Companies only want to carry major sellers now and that's mostly just WalMart rubbing off onto everyone.
And Suncoast/Sam Goody rotting apart was one of the major things that led to the demise of a once bigger market. Palisades, SOTA, and even McFarlane heavily relied on them.

>>6489967
You have no idea what you're talking about.
Video games might have been seen as a fad in the 70s, but by the 80s, video games were firmly entrenched. Arcade owners became millionaires. Chuck E Cheese and its wannabes became a thing. Tons of new video game companies started exsting. Nintendo's new direction toward video games started. All before the 80s.

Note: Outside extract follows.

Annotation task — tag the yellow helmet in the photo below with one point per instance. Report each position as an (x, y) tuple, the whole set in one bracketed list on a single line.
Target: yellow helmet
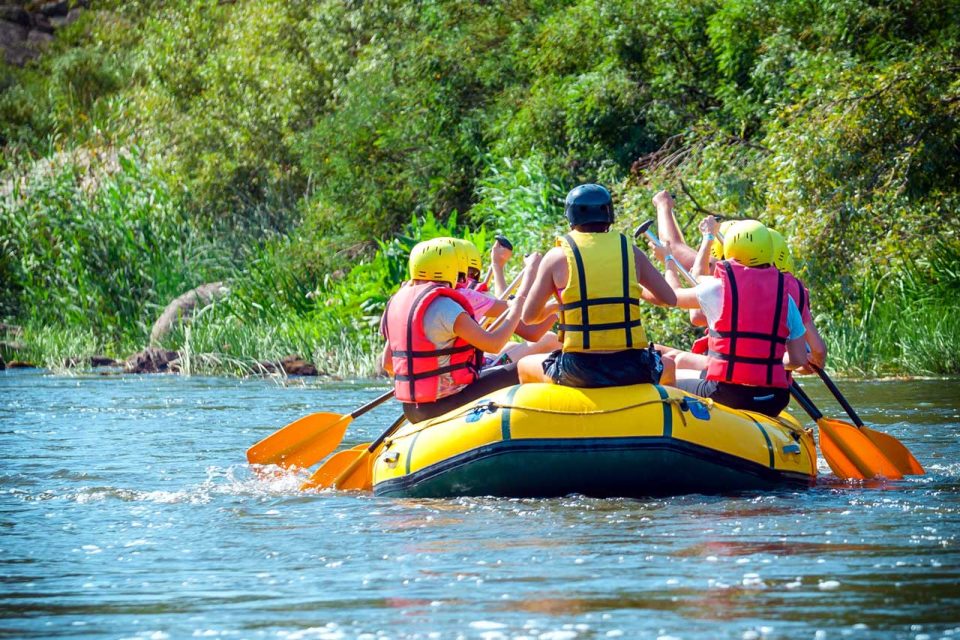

Saying it's a fad because of the crash ignores the fact arcades were still booming. This is where the majority of cash was being spent up until probably the early 90s. Only consoles were hit by the crash and Nintendo became popular in the mid-80s, not early 90s.

>the rise of multiplayer games
Nope.
Arcades existed and some of the most popular games were multiplayer for double the cash in one machine.
If anything has affected children buying/wanting toys, its that even toddlers need iPhones now and how there is a multitude of free games.

FYI, NBA Jam made nearly a billion dollars when it first came out. The arcade machines. 25ยข per play. That's more than any movie had ever made.
This is how popular arcades were back in the day and shows how much money kids were putting into VGs back then.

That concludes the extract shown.